Samueli, the billionaire owner of the NHL’s Anaheim Ducks, pleaded guilty last year to lying to the Securities and Exchange Commission during its investigation and is awaiting sentencing. The judge overseeing Ruehle’s trial took the unusual step of granting Samueli immunity for his testimony Tuesday.
Samueli testified that after Broadcom went public in 1998, the company grew from 150 to 3,000 employees in just two years. Broadcom also acquired 22 companies after its IPO.
He told jurors that Broadcom paid lower salaries than its competitors but offered potentially lucrative stock options to all its employees to compensate. This strategy meant Broadcom employees were more vested in Broadcom’s success than if they received cash bonuses, he said.
Samueli said that because so many new hires were joining the company, Broadcom leadership began issuing stock option grants for groups of new employees every few weeks to minimize the paperwork. Samueli said he and others would watch the stock price and try to issue the options on a date when the price was low so it would be more favorable.
Ruehle’s defense attorney, Richard Marmaro, showed jurors an e-mail from a new hire who started a week earlier than his planned hire date — and in the intervening week, Broadcom’s stock price rose from $122 to $197 per share. The employee estimated that week’s difference totaled more than $3.3 million in potentially reduced profit.
Samueli said employees were very aware of fluctuations in the stock price and how they would affect the value of their stock options.
“If an employee joins one week and the next week his roommate joins and the stock price is higher, his roommate will feel that and he’ll complain to human resources and we’ll ultimately hear about it,” Samueli said.
He also described how, as Broadcom grew, the company began issuing annual “anniversary” stock option grants for all employees at one time instead of on each employee’s actual anniversary of hire.

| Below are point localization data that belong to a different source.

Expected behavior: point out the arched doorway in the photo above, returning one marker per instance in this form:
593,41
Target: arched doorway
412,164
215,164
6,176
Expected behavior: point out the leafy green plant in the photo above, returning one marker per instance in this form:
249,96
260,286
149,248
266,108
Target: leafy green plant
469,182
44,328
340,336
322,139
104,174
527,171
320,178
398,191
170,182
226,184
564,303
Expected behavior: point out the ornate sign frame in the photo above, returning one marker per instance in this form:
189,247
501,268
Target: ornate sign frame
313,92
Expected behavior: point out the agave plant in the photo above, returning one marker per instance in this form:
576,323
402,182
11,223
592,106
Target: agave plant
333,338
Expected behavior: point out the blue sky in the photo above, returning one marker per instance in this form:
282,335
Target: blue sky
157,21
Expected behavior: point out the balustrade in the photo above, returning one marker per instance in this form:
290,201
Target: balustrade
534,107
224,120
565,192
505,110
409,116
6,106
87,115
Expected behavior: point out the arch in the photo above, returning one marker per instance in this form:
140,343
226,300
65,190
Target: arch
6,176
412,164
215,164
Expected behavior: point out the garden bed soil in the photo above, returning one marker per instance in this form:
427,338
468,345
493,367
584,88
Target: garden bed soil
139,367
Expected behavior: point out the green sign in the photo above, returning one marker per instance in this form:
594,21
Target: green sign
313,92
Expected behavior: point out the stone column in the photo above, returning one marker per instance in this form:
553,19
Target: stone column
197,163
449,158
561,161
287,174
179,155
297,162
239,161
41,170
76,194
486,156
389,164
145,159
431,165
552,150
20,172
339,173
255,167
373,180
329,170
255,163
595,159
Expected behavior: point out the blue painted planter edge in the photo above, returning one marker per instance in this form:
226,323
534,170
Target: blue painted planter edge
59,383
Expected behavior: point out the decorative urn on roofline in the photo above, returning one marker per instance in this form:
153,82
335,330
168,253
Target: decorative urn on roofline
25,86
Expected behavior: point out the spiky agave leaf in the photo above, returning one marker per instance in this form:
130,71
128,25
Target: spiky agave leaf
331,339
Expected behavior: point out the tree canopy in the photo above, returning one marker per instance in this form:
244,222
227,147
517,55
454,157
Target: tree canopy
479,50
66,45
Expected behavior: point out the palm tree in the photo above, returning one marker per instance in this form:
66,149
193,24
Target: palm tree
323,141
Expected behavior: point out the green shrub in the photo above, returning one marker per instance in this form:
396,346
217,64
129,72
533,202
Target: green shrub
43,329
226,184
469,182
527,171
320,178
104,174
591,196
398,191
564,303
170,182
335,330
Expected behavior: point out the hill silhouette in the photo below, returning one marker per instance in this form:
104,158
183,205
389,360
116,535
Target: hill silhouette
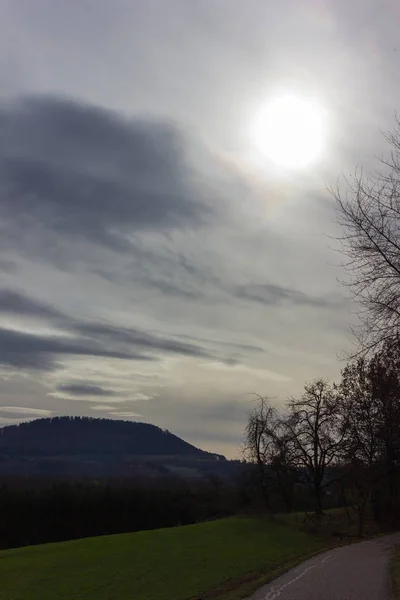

He said this reduced paperwork and was equitable to employees because they received the same exercise price regardless of hire date. Samueli said Broadcom executives in picking the anniversary grants could “take our time and wait until we saw a bottoming out of stock price and then we would grant the shares.”
He said he never had any indication that any of these practices were illegal or improper.
Samueli was to serve five years of probation and pay $12 million to the federal government for lying to the SEC, but U.S. District Judge Cormac J. Carney rejected the plea deal as too lenient. Samueli appealed that rejection and lost.
Carney is expected to sentence Samueli after Ruehle’s trial.
Samueli’s legal team, however, has asked a judge to dismiss the charge due to prosecutor misconduct, including allegations that Assistant U.S. Attorney Andrew Stolper leaked private grand jury information to the media.
Stolper is also accused of contacting the attorney of another defense witness about his upcoming testimony.
“I felt like I was being strong-armed by my own government,” Samueli said of the misconduct allegations. “I literally felt like I was dealing with the mafia.”
Stolper was removed from making decisions about Samueli’s prosecution at the request of the defense and was not present in court Tuesday for his testimony. Stolper has declined to comment on the allegations.
Carney has said he will rule on the motion to dismiss after a verdict in Nicholas’ and Ruehle’s trials. Ruehle’s trial could wrap up as early as this week.